Notes to Interim Condensed Consolidated Financial Statements (continued)

September 30, 2002 (Unaudited)

12. Supplemental Condensed Consolidating Financial Information

On June 13, 2002, we issued $175 million of senior notes, which will mature in 2009. The senior notes are guaranteed by certain of our domestic wholly-owned subsidiaries (“Combined Guarantor Subsidiaries”). The guarantees are unconditional and joint and several. The senior notes are effectively subordinated to the secured debt of the Company (“Parent”). Restrictions contained in the indenture covering the senior notes include, but are not limited to, restrictions on incurring additional secured debt, repurchasing of our capital stock, disposal of assets, affiliate transactions, and transfer of assets. As of September 30, 2002, the Parent and the Combined Guarantor Subsidiaries had approximately $120.2 million of secured debt outstanding and approximately $161.7 million of unused commitments, net of outstanding letters of credit, under our credit facility. The secured debt of the Parent is also guaranteed by each of the Combined Guarantor Subsidiaries.

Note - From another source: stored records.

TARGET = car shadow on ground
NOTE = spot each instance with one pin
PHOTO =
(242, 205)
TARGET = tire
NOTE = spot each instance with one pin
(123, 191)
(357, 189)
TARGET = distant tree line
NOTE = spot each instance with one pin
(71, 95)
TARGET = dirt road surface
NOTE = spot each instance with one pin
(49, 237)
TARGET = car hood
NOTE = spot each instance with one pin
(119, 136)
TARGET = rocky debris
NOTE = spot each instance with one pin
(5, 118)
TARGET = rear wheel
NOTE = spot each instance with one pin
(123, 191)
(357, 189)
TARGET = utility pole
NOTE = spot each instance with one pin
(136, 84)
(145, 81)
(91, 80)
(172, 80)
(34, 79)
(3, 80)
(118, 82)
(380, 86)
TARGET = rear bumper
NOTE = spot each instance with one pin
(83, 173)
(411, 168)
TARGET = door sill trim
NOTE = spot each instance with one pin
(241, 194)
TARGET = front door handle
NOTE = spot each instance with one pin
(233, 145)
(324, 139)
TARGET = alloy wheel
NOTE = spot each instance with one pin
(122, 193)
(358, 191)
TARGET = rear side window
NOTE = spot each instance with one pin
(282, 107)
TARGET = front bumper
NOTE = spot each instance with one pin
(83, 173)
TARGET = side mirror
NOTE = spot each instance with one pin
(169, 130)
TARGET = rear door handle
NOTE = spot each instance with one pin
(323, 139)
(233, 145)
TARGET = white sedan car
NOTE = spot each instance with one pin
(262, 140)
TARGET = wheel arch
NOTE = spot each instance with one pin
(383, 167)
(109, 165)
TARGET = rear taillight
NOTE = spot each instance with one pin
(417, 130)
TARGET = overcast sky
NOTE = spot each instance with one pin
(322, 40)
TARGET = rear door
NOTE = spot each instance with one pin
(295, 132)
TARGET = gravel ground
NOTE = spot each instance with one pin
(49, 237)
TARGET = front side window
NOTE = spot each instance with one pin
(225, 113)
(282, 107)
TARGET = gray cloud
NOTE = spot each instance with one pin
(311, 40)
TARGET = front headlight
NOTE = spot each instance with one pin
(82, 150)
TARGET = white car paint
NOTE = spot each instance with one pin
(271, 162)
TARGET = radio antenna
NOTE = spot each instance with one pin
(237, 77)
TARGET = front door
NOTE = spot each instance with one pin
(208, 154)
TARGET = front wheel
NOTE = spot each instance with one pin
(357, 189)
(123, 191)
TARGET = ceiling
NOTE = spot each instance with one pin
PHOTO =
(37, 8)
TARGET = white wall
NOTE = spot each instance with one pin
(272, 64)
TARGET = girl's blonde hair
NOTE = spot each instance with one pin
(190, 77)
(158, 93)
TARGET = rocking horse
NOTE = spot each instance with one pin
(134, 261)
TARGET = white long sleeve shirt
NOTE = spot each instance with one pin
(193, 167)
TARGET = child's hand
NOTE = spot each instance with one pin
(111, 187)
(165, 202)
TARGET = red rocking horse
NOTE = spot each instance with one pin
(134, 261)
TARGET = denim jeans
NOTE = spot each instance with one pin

Certain of our domestic subsidiaries (Intermet International, Inc., Intermet Holding Company, Transnational Indemnity Company, and Western Capital Corporation) and all of our foreign subsidiaries are not guarantors of the notes (“Combined Non-Guarantor Subsidiaries”). The Combined Non-Guarantor Subsidiaries had approximately $0.3 million of debt outstanding as of September 30, 2002.

Presented below are summarized condensed consolidating financial information for the Parent, the Combined Guarantor Subsidiaries, the Combined Non-Guarantor Subsidiaries, and the Company on a consolidated basis as of September 30, 2002 and December 31, 2001, and for the three and nine months ended September 30, 2002 and 2001.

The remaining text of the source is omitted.